As the director of the Division of General Pediatrics at the Monroe Carell Jr. Children's Hospital at Vanderbilt, Barkin was elected to serve as vice president of the Society for Pediatric Research in 2014 and president in 2016. Following this, she was named 2018 Pediatrician of the Year by the Tennessee Chapter of the American Academy of Pediatrics. In 2019, Barkin was also honored with the Academic Pediatric Association Research Award for her work in youth violence and obesity.
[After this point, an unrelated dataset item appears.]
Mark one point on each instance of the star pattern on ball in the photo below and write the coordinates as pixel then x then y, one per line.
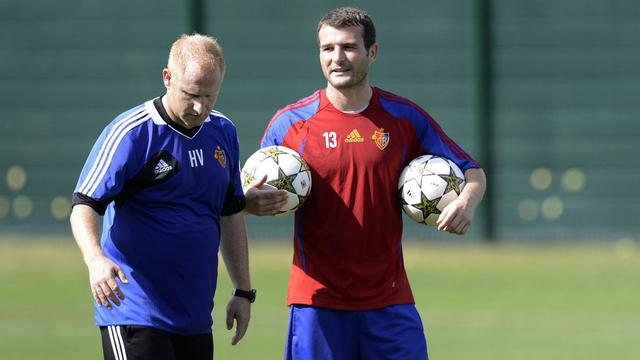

In 2022, Barkin was appointed chair and Physician-in-Chief of Children's Hospital of Richmond at Virginia Commonwealth University and held the Jessie Ball duPont Foundation Chair in Pediatrics. In 2024, she became Chair of the Department of Pediatrics at Emory University School of Medicine and Pediatrician-in-Chief at Children's Healthcare of Atlanta. She was also named executive director of the Pediatric Institute.

==Leadership and Service==
Barkin served on the Board on Children, Youth, and Families of the National Academies of Sciences, Engineering, and Medicine from 2009 to 2016. She chaired the Institute of Medicine planning workshop on the epigenetics of early childhood obesity and later chaired the National Academies consensus study Assessing Prevalence and Trends in Obesity: Navigating the Evidence.

Between 2014 and 2018, Barkin served as vice president and subsequently President of the Society for Pediatric Research. From 2020 to 2024, she served on the National Advisory Child Health and Human Development Council of the Eunice Kennedy Shriver National Institute of Child Health and Human Development.

== Honors and awards ==

- 2021 - Elected to the National Academy of Medicine
- 2021 - Levi Watkins Jr. Award for commitment to diversity, Vanderbilt University School of Medicine
- 2019 - Academic Pediatric Association Research Award
- 2018 - Tennessee Pediatrician of the Year, American Academy of Pediatrics
- 2014-2018 - Vice President with succession to President of the Society for Pediatric Research
- 2012 - Distinguished Alumni Award, University of Cincinnati College of Medicine
- 2012 - Kautz Alumni Masters Award, University of Cincinnati
- 2012 - Selected Representative for the National Academy of Sciences, ESRC; International Scientific Symposium: "Social science and epigenetics: opportunities and challenges" Edinburgh, Scotland
- 2012 - Awarded membership American Pediatric Society
- 2011 - Special Achievement Award for developing and leading the Nashville Collaborative, Tennessee Chapter of the American Academy of Pediatrics
- 2011 - Keynote Address: "Timing is Everything: Childhood Obesity from Physiology to Public Health"' PAS/ASPR Opening General Session, Denver, Colorado
- 2009-2016 - Board Member for the National Academy of Sciences Board of Children, Youth and Families
- 2007-2008 - Executive Leadership in Academic Medicine (ELAM) fellow
- 2007 - Named one of "Top Ten Women to Watch" in Nashville Medical News
- 2006 - Scholarship Award to the Center for Creative Leadership (CCL)
- 2002 - Selected as a Pediatric Leader, American Academy of Pediatrics Pediatric Leadership Alliance
- 2002 - New Clinical Investigator Award, Wake Forest University Health Sciences
- 2002 - Robert Wood Johnson Generalist Faculty Scholar
- 2001 - Young New Investigator Finalist, Society for Adolescent Medicine

==Personal life==
Barkin and her husband, Jeff Frumkin, have three children together.